W0016

Implementation of a Six-Dimensional Search for Difficult Molecular Replacement Problems. S. Sheriff, H. E. Klei, & M. E. Davis, Bristol-Myers Squibb Pharmaceutical Research Institute, P.O. Box 4000, Princeton, NJ 08543-4000

A six-dimensional molecular replacement procedure has been implemented using Perl scripts and the CCP4 version of the translation function of the molecular replacement program AMoRe. These tools have allowed the structure determination of (1) CTLA-4 monomer from NMR-derived coordinates; and (2) a potential complex of MurD with substrate. In both cases other molecular replacement programs, e.g. X-PLOR and AMoRe, when used in a conventional manner, either failed or did not yield an obvious solution. For the CTLA-4 monomer, the search was conducted on a fine grid of every 2.5 degrees yielding a total of 49 x 37 x 145 = 262,885 translation functions. The six-dimensional search took ~13 wall clock days in each of two enantiomorphic space groups. However, each search was split between three processors (Silicon Graphics R8000) so that the elapsed time was ~4.5 days.

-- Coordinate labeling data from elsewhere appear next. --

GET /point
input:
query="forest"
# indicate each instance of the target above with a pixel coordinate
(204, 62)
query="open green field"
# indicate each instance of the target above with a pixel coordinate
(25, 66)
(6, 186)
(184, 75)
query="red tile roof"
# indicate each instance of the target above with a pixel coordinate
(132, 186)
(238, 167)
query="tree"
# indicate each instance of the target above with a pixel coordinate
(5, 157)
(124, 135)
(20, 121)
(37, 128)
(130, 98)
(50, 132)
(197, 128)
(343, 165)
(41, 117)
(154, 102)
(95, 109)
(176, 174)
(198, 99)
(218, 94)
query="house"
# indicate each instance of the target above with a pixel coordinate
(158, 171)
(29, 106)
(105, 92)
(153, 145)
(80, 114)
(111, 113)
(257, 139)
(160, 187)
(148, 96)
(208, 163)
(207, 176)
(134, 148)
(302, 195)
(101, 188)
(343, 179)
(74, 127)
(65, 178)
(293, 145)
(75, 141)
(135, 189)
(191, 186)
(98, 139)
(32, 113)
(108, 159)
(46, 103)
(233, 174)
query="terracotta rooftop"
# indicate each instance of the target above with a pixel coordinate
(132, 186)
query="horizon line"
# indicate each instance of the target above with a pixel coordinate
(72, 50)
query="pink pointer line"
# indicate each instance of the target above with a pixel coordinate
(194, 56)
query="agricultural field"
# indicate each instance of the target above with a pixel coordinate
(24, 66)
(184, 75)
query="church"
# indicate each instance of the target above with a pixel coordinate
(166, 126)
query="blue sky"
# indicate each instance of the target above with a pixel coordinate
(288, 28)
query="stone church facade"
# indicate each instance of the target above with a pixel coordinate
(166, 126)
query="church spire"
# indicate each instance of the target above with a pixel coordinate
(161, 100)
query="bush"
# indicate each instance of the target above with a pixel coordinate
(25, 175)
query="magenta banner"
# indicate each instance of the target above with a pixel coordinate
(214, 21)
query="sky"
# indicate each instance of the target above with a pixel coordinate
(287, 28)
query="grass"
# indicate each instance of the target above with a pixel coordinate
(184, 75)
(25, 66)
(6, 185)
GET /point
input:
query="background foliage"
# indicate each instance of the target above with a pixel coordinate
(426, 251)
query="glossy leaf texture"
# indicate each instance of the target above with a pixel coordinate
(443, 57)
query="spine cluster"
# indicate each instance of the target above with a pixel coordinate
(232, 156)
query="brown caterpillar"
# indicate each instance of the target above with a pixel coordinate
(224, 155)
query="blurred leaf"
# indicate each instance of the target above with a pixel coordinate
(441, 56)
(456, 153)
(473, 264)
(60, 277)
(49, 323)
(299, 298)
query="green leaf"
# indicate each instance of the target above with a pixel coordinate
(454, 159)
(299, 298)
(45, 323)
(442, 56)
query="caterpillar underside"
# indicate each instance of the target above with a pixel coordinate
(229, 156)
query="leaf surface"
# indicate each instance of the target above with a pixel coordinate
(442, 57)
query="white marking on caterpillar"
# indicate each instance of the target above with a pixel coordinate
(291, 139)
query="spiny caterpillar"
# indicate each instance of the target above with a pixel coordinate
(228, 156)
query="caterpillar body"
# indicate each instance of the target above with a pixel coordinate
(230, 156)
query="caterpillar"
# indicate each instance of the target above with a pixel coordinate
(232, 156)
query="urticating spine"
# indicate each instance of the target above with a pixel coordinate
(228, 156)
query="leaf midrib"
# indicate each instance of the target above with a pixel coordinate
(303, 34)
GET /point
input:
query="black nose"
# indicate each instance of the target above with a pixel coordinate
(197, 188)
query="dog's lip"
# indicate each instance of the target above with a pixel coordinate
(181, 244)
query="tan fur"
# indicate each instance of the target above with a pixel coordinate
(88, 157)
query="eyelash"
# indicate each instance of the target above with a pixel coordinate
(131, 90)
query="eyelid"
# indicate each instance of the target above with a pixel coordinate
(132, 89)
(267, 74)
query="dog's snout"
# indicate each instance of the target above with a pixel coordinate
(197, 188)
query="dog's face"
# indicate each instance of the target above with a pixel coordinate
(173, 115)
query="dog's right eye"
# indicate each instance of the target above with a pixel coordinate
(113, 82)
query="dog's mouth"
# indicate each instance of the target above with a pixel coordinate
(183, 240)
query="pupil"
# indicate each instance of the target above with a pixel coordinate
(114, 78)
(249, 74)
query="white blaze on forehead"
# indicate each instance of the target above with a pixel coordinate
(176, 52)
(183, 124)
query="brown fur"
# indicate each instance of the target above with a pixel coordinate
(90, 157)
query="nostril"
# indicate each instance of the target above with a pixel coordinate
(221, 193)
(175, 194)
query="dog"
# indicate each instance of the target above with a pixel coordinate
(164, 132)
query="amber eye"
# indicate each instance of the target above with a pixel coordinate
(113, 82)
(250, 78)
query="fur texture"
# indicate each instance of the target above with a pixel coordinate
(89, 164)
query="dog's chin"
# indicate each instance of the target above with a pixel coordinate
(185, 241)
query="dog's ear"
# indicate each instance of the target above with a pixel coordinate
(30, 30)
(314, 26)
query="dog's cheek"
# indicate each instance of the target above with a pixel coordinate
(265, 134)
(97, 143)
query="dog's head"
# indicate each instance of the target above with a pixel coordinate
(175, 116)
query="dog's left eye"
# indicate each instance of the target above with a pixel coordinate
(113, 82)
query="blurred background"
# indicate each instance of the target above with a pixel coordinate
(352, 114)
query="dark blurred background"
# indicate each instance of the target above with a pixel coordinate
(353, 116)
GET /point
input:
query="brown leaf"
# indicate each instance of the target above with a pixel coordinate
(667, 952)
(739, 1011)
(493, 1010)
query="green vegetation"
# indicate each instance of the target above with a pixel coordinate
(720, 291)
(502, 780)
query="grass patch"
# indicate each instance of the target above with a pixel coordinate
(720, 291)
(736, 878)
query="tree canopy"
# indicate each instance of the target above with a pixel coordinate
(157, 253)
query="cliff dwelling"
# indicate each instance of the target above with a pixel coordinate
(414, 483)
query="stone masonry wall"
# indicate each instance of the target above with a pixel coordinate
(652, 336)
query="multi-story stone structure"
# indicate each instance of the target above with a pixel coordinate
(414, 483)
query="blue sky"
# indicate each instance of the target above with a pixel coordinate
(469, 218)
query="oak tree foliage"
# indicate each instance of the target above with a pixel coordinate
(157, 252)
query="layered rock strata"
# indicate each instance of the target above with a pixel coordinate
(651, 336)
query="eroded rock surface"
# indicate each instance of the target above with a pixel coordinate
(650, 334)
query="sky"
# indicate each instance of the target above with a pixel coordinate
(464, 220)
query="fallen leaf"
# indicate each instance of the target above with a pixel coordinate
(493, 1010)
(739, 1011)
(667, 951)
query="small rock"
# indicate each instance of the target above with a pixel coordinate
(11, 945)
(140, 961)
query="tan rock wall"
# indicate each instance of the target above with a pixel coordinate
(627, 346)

For MurD, two of the three domains were easily locatable by conventional molecular replacement, but the third domain required a six-dimensional search. In this case, a 5 degree search yielded a total of 19 x 19 x 73 = 26,335 translation functions. The six-dimensional search was conducted with the first two domains fixed in the translation function and the wall clock time was ~4 days, although the search was again divided over three processors so that the elapsed time was ~1.3 days. The processor used for these calculations, although fast, has been surpassed by other processors. Therefore, as processor speeds continue to improve, the six-dimensional search will become even more feasible. Moreover, the six-dimensional search is eminently parallelizable (albeit in its current state by hand) and therefore can be run over any accessible set of computers, which can reduce the elapsed time of the search considerably.